Chapitre 2

23 3 16
                                    

Il y a des matins comme ça, où rien qu'en se levant, on sait qu'on a fait le mauvais choix. Et aujourd'hui, j'aurai dû interpréter correctement le message que lunivers m'envoyait. Entre cette pluie inaltérable qui attaquait mes fenêtres et ce foutu chevet qui avait sauvagement attaqué mon petit orteil, l'univers ne s'était pas douté que je ne saisissais pas ce qu'il essayait de me faire comprendre. Oui, le cosmos aurait dû m'envoyer un courrier avec noté, en gras, en italique, souligné et en rouge : « Madeline Hoover, retourne dans ton lit immédiatement et, reste chez toi ». Je ris seule, m'imaginant recevoir une beuglante qui se déchiquetterait seule sur mon parquet.

Et non, à la place, je m'étais acharnée à poursuivre. A me battre avec mon abondante crinière pour la coiffer décemment, à laver mes quenottes, à enfiler un pull large, un jeans et tout ce qui s'en suit, inutile de faire un inventaire. J'étais prête, mon sac sur le dos et sur le pas de la porte, à rejoindre Charles puis Nathan et Cheyenne qui devaient déjà attendre à l'arrêt de bus.

Charles Holley, était de loin mon meilleur ami, il habitait trois pâtés de maisons plus loin. Depuis toujours, je le connaissais, il avait été comme un frère, un camarade de jeu exceptionnel et, le passage en secondaire n'avait en rien abîmé notre complicité. Rouquin tout comme moi, Chase mesurait un bon mètre quatre-vingts dix, adorait dessiner et balader son labrador, Serge. Et pour conclure, son père tenait le concessionnaire de la ville et, avait connu ma mère dans ses jeunes années ce qui avait valu que dès ma naissance, j'étais prédestinée à être son amie.

- Encore en train de rêver ? Fit Charles, m'assenant un coup de coude sur le bras.

Je lui soufflais :

- Tu sais, avec toutes ces histoires sur les O'neal...j'imagine un peu tout et rien.

- J'avais oublié que j'étais en train de m'entretenir avec Sherlock Madge Holmes, railla-t-il avant de faire une poignée de main à Nate, suivit de près par Cheyenne.

Nathan était l'exact cliché d'un adolescents passionné par le paranormal, ne pouvant se débarrasser de son hoodie Nirvana fétiche et, de son iconic paire de lunettes rondes. Il avait toujours un thriller en cours, rangé soigneusement – comparé à ses cheveux -dans son sac. D'ailleurs, cheveux étant d'un chocolat captivant tellement il était net, ses grands yeux sombres faisaient ressortir de nombreuses taches de rousseurs sur son nez. Là, résidait l'essence même de Nathan Conklin.
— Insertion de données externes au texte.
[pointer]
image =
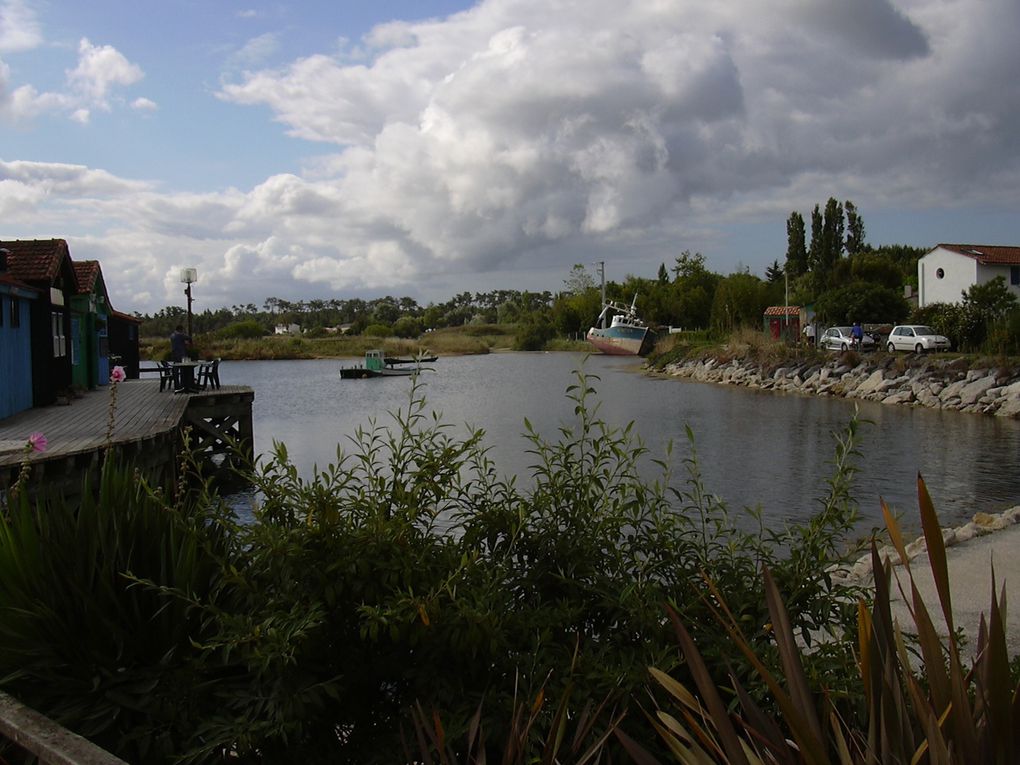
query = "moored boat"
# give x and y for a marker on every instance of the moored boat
(626, 334)
(377, 365)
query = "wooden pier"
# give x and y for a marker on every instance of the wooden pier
(145, 427)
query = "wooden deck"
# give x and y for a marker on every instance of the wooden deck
(147, 425)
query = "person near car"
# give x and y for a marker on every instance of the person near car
(857, 333)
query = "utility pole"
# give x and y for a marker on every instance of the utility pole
(188, 276)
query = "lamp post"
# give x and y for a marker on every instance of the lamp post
(189, 276)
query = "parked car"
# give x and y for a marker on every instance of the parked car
(842, 339)
(917, 338)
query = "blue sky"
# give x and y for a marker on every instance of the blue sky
(309, 150)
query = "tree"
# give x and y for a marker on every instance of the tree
(831, 241)
(687, 264)
(579, 281)
(855, 230)
(991, 300)
(741, 300)
(774, 272)
(815, 254)
(864, 302)
(797, 253)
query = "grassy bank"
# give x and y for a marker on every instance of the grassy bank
(468, 340)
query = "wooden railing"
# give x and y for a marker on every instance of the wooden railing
(46, 740)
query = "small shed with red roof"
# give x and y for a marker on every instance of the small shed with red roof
(783, 322)
(46, 266)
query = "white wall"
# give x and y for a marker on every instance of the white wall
(959, 272)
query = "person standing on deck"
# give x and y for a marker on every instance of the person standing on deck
(180, 346)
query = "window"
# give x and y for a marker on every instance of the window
(59, 340)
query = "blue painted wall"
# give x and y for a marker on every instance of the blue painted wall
(15, 355)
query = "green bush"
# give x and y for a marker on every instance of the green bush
(82, 642)
(408, 571)
(243, 330)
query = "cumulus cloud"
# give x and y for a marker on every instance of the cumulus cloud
(254, 52)
(101, 70)
(522, 132)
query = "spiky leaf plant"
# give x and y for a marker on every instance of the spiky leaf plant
(930, 708)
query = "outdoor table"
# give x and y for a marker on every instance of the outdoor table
(186, 376)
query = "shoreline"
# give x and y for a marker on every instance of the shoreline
(934, 383)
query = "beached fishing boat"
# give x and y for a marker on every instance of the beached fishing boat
(626, 335)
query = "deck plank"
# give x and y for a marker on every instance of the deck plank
(142, 411)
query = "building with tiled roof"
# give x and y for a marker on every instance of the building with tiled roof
(16, 299)
(46, 265)
(946, 272)
(39, 261)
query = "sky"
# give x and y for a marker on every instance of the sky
(422, 148)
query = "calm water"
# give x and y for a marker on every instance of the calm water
(754, 448)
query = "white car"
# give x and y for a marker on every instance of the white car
(916, 338)
(842, 339)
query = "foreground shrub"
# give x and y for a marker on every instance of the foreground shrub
(925, 707)
(409, 571)
(83, 643)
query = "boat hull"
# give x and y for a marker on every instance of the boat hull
(620, 341)
(360, 372)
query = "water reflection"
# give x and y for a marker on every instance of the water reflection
(754, 448)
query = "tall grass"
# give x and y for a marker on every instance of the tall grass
(406, 572)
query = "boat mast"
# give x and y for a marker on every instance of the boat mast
(602, 275)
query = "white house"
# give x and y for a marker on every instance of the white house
(949, 270)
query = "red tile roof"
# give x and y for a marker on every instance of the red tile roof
(6, 278)
(125, 316)
(987, 254)
(36, 259)
(87, 272)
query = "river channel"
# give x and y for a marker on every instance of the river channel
(754, 448)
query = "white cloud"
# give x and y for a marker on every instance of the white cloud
(254, 52)
(523, 132)
(91, 85)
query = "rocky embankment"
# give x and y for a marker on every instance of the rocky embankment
(913, 380)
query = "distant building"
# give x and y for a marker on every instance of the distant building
(58, 327)
(782, 322)
(46, 265)
(15, 341)
(949, 270)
A côté : Cheyenne, Cheyenne Greenwood pour être exacte, était la fille du sheriff. Métis, et, les cheveux crépus incessamment regroupés en nombreuses nattes, elle était l'une des filles de caractères du lycée, de celles qui militaient au nom du féminisme. De celles qu'on ne se permettrait jamais de prendre de haut. Depuis peu, elle avait réussie les épreuves de Mankato et faisait désormais partie de l'équipe de Chearleeders, ce qui accentuait mon admiration pour elle.

Nous avions eu l'occasion de nous rencontrer lors de la célébration de la journée de la ville, le jeudi de lélection de miss Eagle Lake. Et de nouveau lors de la distribution de frites gratuites pour ceux qui arboraient les boutons de tombola. Cet empoté de Nate avait fait coulé sa sauce mayonnaise sur sa chemise et ne l'avais même pas remarqué. Ainsi, à cause d'une remarque sarcastique, avait commencé une discussion sur les méfaits de la sauce mayonnaise et des chemises blanches-motif-star-wars à laquelle Cheyenne et Charles s'étaient intégrés.
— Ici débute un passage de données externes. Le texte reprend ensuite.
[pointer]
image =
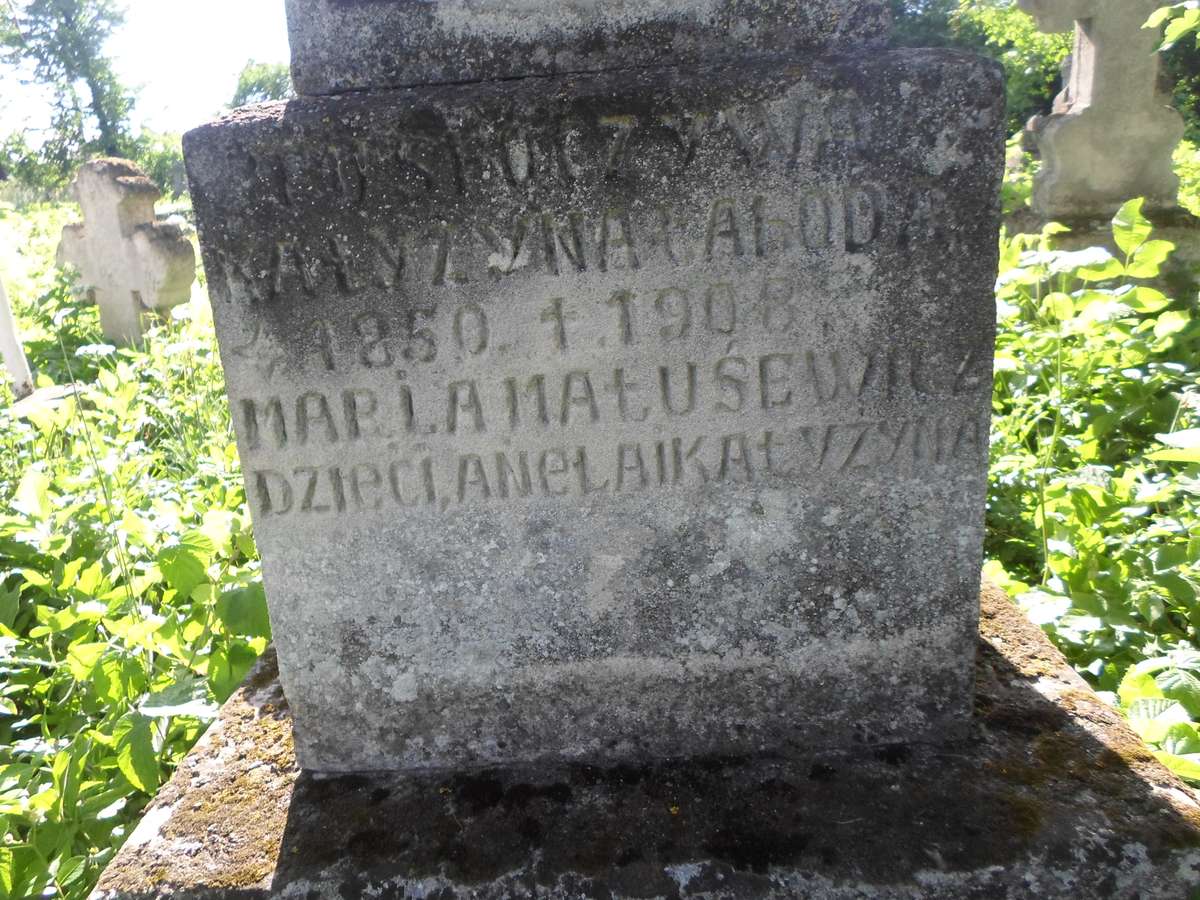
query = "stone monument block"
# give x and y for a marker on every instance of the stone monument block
(355, 45)
(131, 264)
(1113, 131)
(619, 415)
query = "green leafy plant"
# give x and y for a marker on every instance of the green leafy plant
(130, 594)
(1096, 459)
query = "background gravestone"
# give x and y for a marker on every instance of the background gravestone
(1113, 132)
(636, 413)
(11, 351)
(131, 264)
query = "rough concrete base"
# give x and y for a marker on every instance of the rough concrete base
(1051, 797)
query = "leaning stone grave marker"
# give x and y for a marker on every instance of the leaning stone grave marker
(1113, 132)
(11, 351)
(131, 264)
(625, 414)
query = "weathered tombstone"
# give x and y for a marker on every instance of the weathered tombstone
(131, 264)
(1113, 130)
(11, 351)
(640, 413)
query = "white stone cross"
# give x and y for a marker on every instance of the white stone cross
(131, 264)
(11, 351)
(1113, 130)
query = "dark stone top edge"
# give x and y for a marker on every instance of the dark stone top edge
(274, 112)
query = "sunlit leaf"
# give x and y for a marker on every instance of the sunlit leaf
(136, 757)
(1131, 228)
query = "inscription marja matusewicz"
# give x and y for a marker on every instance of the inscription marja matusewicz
(599, 394)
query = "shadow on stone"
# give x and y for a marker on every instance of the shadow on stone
(1036, 781)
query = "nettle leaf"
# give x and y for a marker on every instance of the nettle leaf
(183, 567)
(243, 611)
(1149, 258)
(1059, 305)
(1145, 300)
(1153, 717)
(1186, 767)
(1159, 16)
(187, 696)
(1170, 323)
(1181, 685)
(1188, 439)
(1175, 455)
(1131, 228)
(136, 757)
(228, 666)
(33, 495)
(1182, 739)
(82, 659)
(1103, 268)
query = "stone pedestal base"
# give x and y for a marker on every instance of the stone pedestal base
(1053, 796)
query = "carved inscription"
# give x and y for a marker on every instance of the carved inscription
(441, 481)
(823, 220)
(496, 316)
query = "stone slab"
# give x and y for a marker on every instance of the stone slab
(622, 413)
(355, 45)
(1051, 796)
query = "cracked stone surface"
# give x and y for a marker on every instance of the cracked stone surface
(654, 402)
(341, 46)
(1049, 796)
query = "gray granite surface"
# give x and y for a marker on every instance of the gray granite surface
(340, 46)
(627, 415)
(1050, 796)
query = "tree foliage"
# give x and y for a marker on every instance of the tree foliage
(261, 82)
(60, 45)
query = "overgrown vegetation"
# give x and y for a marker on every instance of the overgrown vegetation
(1093, 516)
(130, 597)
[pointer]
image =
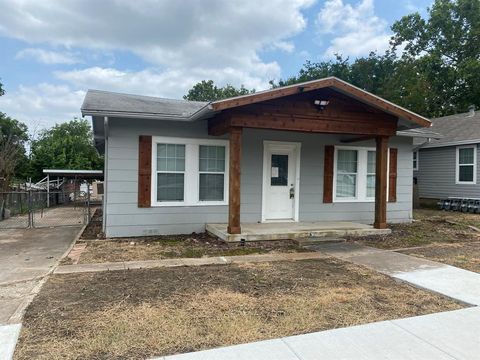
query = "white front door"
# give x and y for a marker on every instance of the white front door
(280, 181)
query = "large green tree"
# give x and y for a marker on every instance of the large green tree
(13, 138)
(65, 146)
(446, 50)
(432, 68)
(13, 159)
(206, 90)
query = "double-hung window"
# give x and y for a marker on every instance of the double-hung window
(212, 173)
(354, 177)
(415, 160)
(371, 162)
(347, 172)
(466, 169)
(189, 172)
(170, 172)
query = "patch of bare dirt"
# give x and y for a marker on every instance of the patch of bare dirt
(177, 246)
(137, 314)
(94, 228)
(462, 255)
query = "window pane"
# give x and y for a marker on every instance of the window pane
(279, 170)
(371, 162)
(370, 185)
(465, 173)
(170, 157)
(211, 187)
(347, 161)
(465, 156)
(170, 187)
(346, 185)
(212, 158)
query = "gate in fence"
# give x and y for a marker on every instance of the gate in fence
(36, 209)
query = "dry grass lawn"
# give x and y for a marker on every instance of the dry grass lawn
(462, 255)
(175, 246)
(137, 314)
(430, 226)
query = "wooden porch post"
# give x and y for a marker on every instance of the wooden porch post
(381, 183)
(234, 180)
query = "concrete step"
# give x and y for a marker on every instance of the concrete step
(313, 240)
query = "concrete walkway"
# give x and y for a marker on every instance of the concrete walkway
(458, 284)
(443, 336)
(214, 260)
(26, 257)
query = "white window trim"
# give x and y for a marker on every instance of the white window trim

Le bus arriva enfin, tout juste à temps pour m'extirper de mes rêveries. Je prenais place à côté de mon meilleur ami, négligeant en ne le constatant que plus tard, Cheyenne. Cheyenne que j'avais abandonnée à une discussion sans fin avec Nathan au sujet des oeuvres de Frank Thilliez qui, je m'en doutais, devait sincèrement la passionner. Elle qui aimait livres comme moustiques.